Mystic Aquarium scientists conduct studies to understand how species of marine fishes interact across underwater landscapes and and how the dynamics of such interactions influence their distribution, abundance, and diversity. From an applied science perspective, the research provides greater understanding of the ecological effects of human disturbances such as commercial scale fishing on developing a scientific basis for using marine protected areas as a conservation tool and on the role that aquaculture can play to reduce fishing pressure on wild fish communities.

Sustainable Seas

Community Ecology of Stellwagen Bank National Marine Sanctuary and the Gulf of Maine

Understanding the role that marine protected areas can play in both conservation and sustainable use of marine biological diversity is a key element for managing fisheries and other human uses of the ocean.

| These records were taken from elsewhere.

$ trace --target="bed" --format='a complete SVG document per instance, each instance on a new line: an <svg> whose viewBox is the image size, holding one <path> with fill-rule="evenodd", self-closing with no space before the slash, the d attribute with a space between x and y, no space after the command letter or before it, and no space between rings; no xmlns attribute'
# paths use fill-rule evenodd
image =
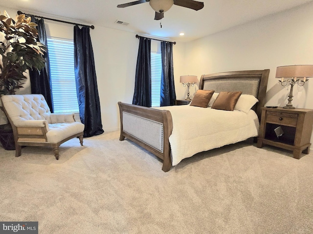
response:
<svg viewBox="0 0 313 234"><path fill-rule="evenodd" d="M202 75L199 90L215 91L205 108L149 108L119 102L119 140L127 137L152 153L163 160L162 170L167 172L197 153L256 137L269 74L266 69ZM240 98L253 96L258 101L245 112L236 108L233 111L212 108L218 94L236 91L242 92ZM233 122L235 119L242 121L237 123Z"/></svg>

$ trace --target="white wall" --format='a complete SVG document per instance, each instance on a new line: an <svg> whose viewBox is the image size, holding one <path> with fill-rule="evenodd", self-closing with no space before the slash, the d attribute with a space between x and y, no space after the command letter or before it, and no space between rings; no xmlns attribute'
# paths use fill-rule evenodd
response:
<svg viewBox="0 0 313 234"><path fill-rule="evenodd" d="M0 9L1 12L6 10L13 18L17 15L16 9L4 9L1 6ZM73 25L47 20L45 21L48 36L73 39ZM139 40L134 33L94 26L95 29L90 29L90 32L102 124L105 131L117 130L119 129L117 102L131 103L133 101ZM152 47L157 50L155 41L152 41ZM184 48L183 43L174 45L174 73L179 77L181 75L179 71L183 67ZM27 81L27 89L24 93L30 93L29 81ZM182 89L180 86L179 78L178 83L176 81L175 85L178 89ZM1 118L3 121L6 119L3 117L0 113L0 124L5 123L1 123Z"/></svg>
<svg viewBox="0 0 313 234"><path fill-rule="evenodd" d="M190 72L199 77L205 74L269 68L266 105L284 106L289 91L277 84L276 69L313 64L313 12L311 2L189 42L185 59ZM295 107L313 109L313 78L311 79L299 91L294 86L292 103Z"/></svg>
<svg viewBox="0 0 313 234"><path fill-rule="evenodd" d="M16 15L16 9L0 9L12 17ZM269 68L267 104L286 105L289 92L277 84L276 68L313 64L312 12L311 3L190 42L177 42L173 55L177 98L186 97L186 89L179 83L181 75L196 75L200 79L205 74ZM73 25L45 22L49 35L72 39ZM119 128L117 102L131 103L133 100L138 45L135 35L96 25L90 29L106 131ZM26 86L29 90L29 85ZM192 94L194 91L191 89ZM313 109L313 80L299 92L295 87L294 96L294 106Z"/></svg>

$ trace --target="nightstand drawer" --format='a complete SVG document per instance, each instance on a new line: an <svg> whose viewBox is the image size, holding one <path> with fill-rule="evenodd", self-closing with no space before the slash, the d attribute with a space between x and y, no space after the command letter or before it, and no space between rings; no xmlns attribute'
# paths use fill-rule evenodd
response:
<svg viewBox="0 0 313 234"><path fill-rule="evenodd" d="M275 123L281 125L296 127L298 114L268 111L266 121L268 123Z"/></svg>

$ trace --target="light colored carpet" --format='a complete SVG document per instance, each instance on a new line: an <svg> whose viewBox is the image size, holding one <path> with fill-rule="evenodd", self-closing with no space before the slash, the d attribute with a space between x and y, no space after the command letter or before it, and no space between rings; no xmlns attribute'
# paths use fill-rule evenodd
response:
<svg viewBox="0 0 313 234"><path fill-rule="evenodd" d="M167 172L117 132L52 149L0 148L0 221L40 234L313 233L313 155L252 140L202 152Z"/></svg>

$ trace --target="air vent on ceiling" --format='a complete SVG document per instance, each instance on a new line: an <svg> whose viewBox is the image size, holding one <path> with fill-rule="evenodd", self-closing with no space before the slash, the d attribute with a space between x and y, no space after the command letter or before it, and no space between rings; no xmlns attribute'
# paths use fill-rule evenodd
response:
<svg viewBox="0 0 313 234"><path fill-rule="evenodd" d="M119 24L123 24L123 25L126 25L126 26L129 24L129 23L124 22L121 20L116 20L115 21L115 23L118 23Z"/></svg>

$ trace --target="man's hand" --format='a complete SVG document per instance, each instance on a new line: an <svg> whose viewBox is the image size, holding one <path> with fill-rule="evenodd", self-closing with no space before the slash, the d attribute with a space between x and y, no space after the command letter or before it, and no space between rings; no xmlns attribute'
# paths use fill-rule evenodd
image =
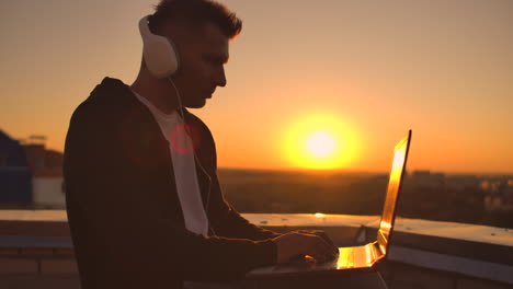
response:
<svg viewBox="0 0 513 289"><path fill-rule="evenodd" d="M318 262L337 257L339 250L322 231L297 231L273 239L277 248L277 264L294 257L309 255Z"/></svg>

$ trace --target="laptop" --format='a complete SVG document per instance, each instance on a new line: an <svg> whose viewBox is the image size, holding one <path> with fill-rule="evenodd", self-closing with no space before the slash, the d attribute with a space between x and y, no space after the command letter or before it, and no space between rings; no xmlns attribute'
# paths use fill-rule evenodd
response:
<svg viewBox="0 0 513 289"><path fill-rule="evenodd" d="M249 271L246 277L249 279L265 279L274 277L290 277L318 274L340 274L342 271L354 273L373 271L374 265L387 256L390 238L396 218L396 204L401 190L401 182L404 174L408 151L411 141L411 129L396 144L394 150L394 161L388 180L387 195L377 231L376 240L365 245L339 247L339 257L326 262L315 263L311 258L305 257L287 264L259 267Z"/></svg>

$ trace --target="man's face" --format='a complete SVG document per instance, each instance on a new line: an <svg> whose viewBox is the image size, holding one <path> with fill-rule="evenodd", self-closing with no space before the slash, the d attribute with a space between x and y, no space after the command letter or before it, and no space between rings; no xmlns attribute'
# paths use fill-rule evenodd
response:
<svg viewBox="0 0 513 289"><path fill-rule="evenodd" d="M207 23L179 44L180 71L174 78L185 107L205 105L217 86L226 85L228 37L215 24Z"/></svg>

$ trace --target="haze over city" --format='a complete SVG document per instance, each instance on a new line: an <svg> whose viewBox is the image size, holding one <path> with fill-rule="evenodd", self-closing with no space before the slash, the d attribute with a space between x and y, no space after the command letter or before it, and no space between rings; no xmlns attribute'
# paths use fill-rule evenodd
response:
<svg viewBox="0 0 513 289"><path fill-rule="evenodd" d="M62 151L94 85L135 80L157 2L1 2L0 129ZM513 172L513 2L219 2L243 28L193 109L219 166L386 172L411 128L410 170Z"/></svg>

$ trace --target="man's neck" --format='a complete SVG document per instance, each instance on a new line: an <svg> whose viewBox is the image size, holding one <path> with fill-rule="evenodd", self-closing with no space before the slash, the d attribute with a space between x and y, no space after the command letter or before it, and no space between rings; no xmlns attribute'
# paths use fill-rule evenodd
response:
<svg viewBox="0 0 513 289"><path fill-rule="evenodd" d="M179 107L176 92L166 79L151 81L139 76L130 85L130 89L164 114L171 114Z"/></svg>

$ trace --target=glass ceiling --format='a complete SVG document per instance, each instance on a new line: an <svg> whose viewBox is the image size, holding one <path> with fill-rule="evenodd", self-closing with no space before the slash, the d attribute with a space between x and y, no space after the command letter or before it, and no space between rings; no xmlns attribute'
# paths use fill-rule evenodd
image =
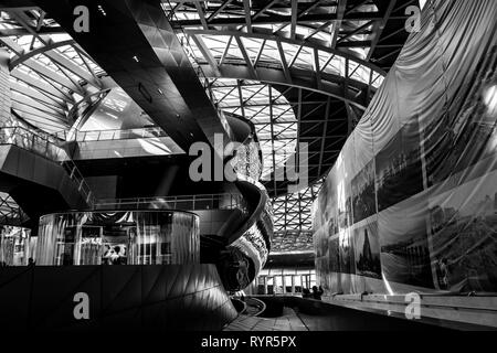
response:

While much information is available for tropical coral reefs, kelp forests and similar shallow water habitats around the globe, fewer studies have been conducted in deep water outer continental shelf environments, where most commercial fishing activities take place. Mystic Aquarium scientists and collaborators carried out a 12 year study of the recovery of seafloor communities and patterns of habitat use by fishes at Stellwagen Bank National Marine Sanctuary in the Gulf of Maine. Interestingly, rocky habitats had not fully recovered from fishing disturbance after even 12 years. A recent study of fish community changes over four decades revealed that the most recent period exhibited multiple changes in species composition and diversity consistent with predicted effects of climate change.  The results of this work and related studies provide critical pieces of information to make decisions regarding species conservation and habitat protection.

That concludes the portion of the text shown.